Une étude préliminaire a donc été menée en collaboration avec la SCOP Aquabio spécialiste de cette plante (Bourget-du-lac, Savoie) dans l’objectif de voir si l’ADNe de l’espèce pouvait être détecté et dans quelles conditions. Les échantillonnages ont eu lieu sur trois rivières. Pour chaque rivière, trois sites ont été choisis en aval d’un plan de renouée. La surface de sol occupée par la plante était variable selon le cours d’eau et les sites d’échantillonnages ont été choisis à différentes distances en aval du plan de renouée pour voir jusqu’à quelle distance l’ADN pouvait être détecté (Figure 1). De plus, deux sessions d’échantillonnages ont été réalisées pour chaque site selon deux conditions météorologiques différentes pour savoir dans quelle situation l’ADN de la plante allait être le plus détecté (Image 1).
Image 1 : Échantillonnage du site SJP (a) après deux jours de pluie et (b) après deux jours de soleil.
Par la suite, l’ADN des échantillons a été extrait, traité et analysé par Argaly. A cette étape deux méthodes d’ADN environnemental ont été testées afin de comparer leur capacités de de détection dans le cas de la renouée du Japon :
• Le métabarcoding, une approche basée sur des techniques de séquençage haut débit, qui va cibler et séquencer des courts fragments d’ADN taxonomiquement informatifs. Elle est généraliste et communique des informations de présence ou absence sur une communauté ciblée.
• La PCR quantitative, une approche qui va cibler uniquement l’espèce étudiée et va aussi indiquer si l’espèce est présente dans le milieu. Cette dernière est plus rapide et moins coûteuse.

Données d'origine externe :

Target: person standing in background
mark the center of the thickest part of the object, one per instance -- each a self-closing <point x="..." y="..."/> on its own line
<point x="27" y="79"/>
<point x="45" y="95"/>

Le graphique de la Figure 2 représente le nombre de lectures de séquençage attribuées à la séquence de la renouée du Japon en fonction de la distance par rapport au plan de renouée, des deux conditions météorologiques et de la taille de la plante. Des résultats similaires ont été trouvés pour la PCR quantitative.
Les résultats de cette étude ont montré que les méthodes d’ADN environnemental pouvaient détecter des traces de renouées dans les cours d’eau. La qPCR et le métabarcoding ont montré des résultats concordants et des capacités de détection quasiment équivalentes. L’ADN de la renouée du japon a été détecté à plus de 3km en aval du patch pour les deux méthodes. De plus, les conditions ensoleillées lors de l’échantillonnage semblent être préférables pour la détection quel que soit la surface occupée par la plante. Enfin la détection semble être plus complexe quand la plante occupe une surface plus faible. D’après ces premiers résultats, l’utilisation de la qPCR comme approche préliminaire permet d’obtenir des informations sur la présence/absence de l’espèce. Cependant l’interprétation des résultats avec cette approche est assez limitée et la détection de faux positifs est compliquée à vérifier. Dans ce cas, un séquençage pour vérifier l’absence d’amplifications non spécifiques pourrait être envisagé.
Cette étude souligne l’efficacité de l’utilisation de l’ADN environnemental pour détecter la présence de la renouée du Japon en amont d’un point d’échantillonnage afin d’alerter le gestionnaire sur sa présence. Cependant, il est important de noter que la détection peut être affectée par divers facteurs environnementaux tels que la distance par rapport au point d’échantillonnage et la taille du cours d’eau. Ainsi, des études complémentaires visant à vérifier la fiabilité de cette approche sont recommandées. Ces études permettraient de fournir aux gestionnaires des informations essentielles pour prendre des décisions éclairées sur le terrain.